In the intensity-based analysis we identified 11,780 probes with signal above background in at least one of the six experimental points and 7,973 probes with signal above background in all experimental samples (24 h control and experimental sample, 72 h control and experimental sample and 120 h control and experimental sample). The array has 21,902 different probes of which 14,522 probes hybridize with sense transcripts and 7,380 hybridize with antisense transcripts. From the 11,780 probe signals identified above background, 10,903 were for probes that detect sense transcripts and 876 corresponded to probes that detect antisense transcripts. In this way, 75 % of the sense probes and 11.9 % of the antisense probes that are present on the array have signal above background and can be classified as expressed sequences (Table 3).

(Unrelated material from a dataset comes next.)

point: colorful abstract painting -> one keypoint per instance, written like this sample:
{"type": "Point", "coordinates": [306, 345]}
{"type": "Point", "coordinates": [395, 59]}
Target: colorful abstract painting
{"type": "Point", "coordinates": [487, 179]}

Table 3 Probes presenting signal above background

The total number of probe signals above background changes in the time course of the experiment. The control samples were irrigated and were collected in parallel with the experimental samples. Over time, there was a decrease in expression of transcripts corresponding to sense probes (above background in control samples). An interesting finding is that the number of antisense probes above background is the same at 24 h on control and drought samples, a little higher in drought samples at 72 h against control plants and it is fourfold higher in drought samples at 120 h compared to control samples (Table 4).

Table 4 Probes with signal above background in each experimental point

To compare expression profile between sense and antisense transcripts, we selected only oligonucleotides that are represented by both sense and antisense probe pairs in the array. Using the signal intensity log ratio between experimental and control sample, we classified the probe as up-regulated if logratio > 0,down-regulated if logratio < 0 and as inside if the signal intensity is not significantly above the background, based on the filtering background methodology. At first, we could observe that the expression pattern of sense and antisense pairs is quite similar in the three different experimental time points. As cited earlier, there are more sense transcripts above background than antisense transcripts. This can be observed in Fig. 8 where the majority of sense up and sense down transcripts has its antisense pair classified as inside (black and gray bars on the third (antisense inside) group of each experiment time group). The following observations are relative only to pairs which sense and antisense probes were classified as up or down-regulated. When the sense probe is up-regulated (black bars) its respective antisense probe is in most cases also up (first black bar of each time group) (Fig. 8a) and when sense probe is down (gray bars), its respective antisense is in most cases also down (gray bar on the second group of each time group) (Fig. 8a). There are also some examples which sense and antisense have different expression patterns (Fig. 8b) and it is interesting that the increase of drought stress period is accompanied with a decrease in the proportion of pairs of sense and antisense with different expression patterns (Fig. 8b).

Fig. 8
figure 8

Expression pattern of sense and antisense probe pairs with signal above background. a Expression pattern of sense and antisense probes pairs separated by time of water withholding. The Y axis indicates the number of probes. The X axis indicates the expression pattern of antisense probes. The colors on the legend indicate the expression pattern of the sense probe from the probe pair. b Expression pattern of sense and antisense probes pairs with opposite expression pattern in each experimental time course

When we analyzed the expression pattern between sense and antisense pairs that were identified as differentially expressed by the modified HTself method, we could not observe the pairs with opposite pattern between sense and antisense transcripts (sense up and antisense down, and/or sense down and antisense up) and at 24 h of water withholding all of the pairs had both probes classified as inside (Fig. 9). This may be due to the high stringency used in the Outlier method.

Fig. 9
figure 9

Expression pattern of sense and antisense probe pairs that were identified as differentially expressed by the modified HTself method. The Y axis indicates the number of probes. The X axis indicates the expression pattern of the antisense probe. The colors on the legend indicate the expression pattern of the sense probe from the probe pair

Discussion

We have developed a customized oligonucleotide array containing almost 50 % of sugarcane genes. The identification of sense and antisense differential expression will allow for a broader view of gene expression regulation. We have used two different methods in the identification of expressed sense and antisense transcripts. The modified HTSelf method has allowed for the identification of differentially expressed genes with medium to high intensity in relation to a reference, but it has been inefficient to identify sense or antisense probes with low signal intensity. In this way the use of an intensity-based analysis has been more efficient than ratio-based analysis, increasing the number of expressed antisense signals identified. The intensity-based analysis allows the comparison between samples that were not hybridized against each other based in a same common reference. As reported previously, the intensity-based models are very powerful in the analysis of dual-color gene expression data (Hoen et al. 2004; Bossers et al. 2010).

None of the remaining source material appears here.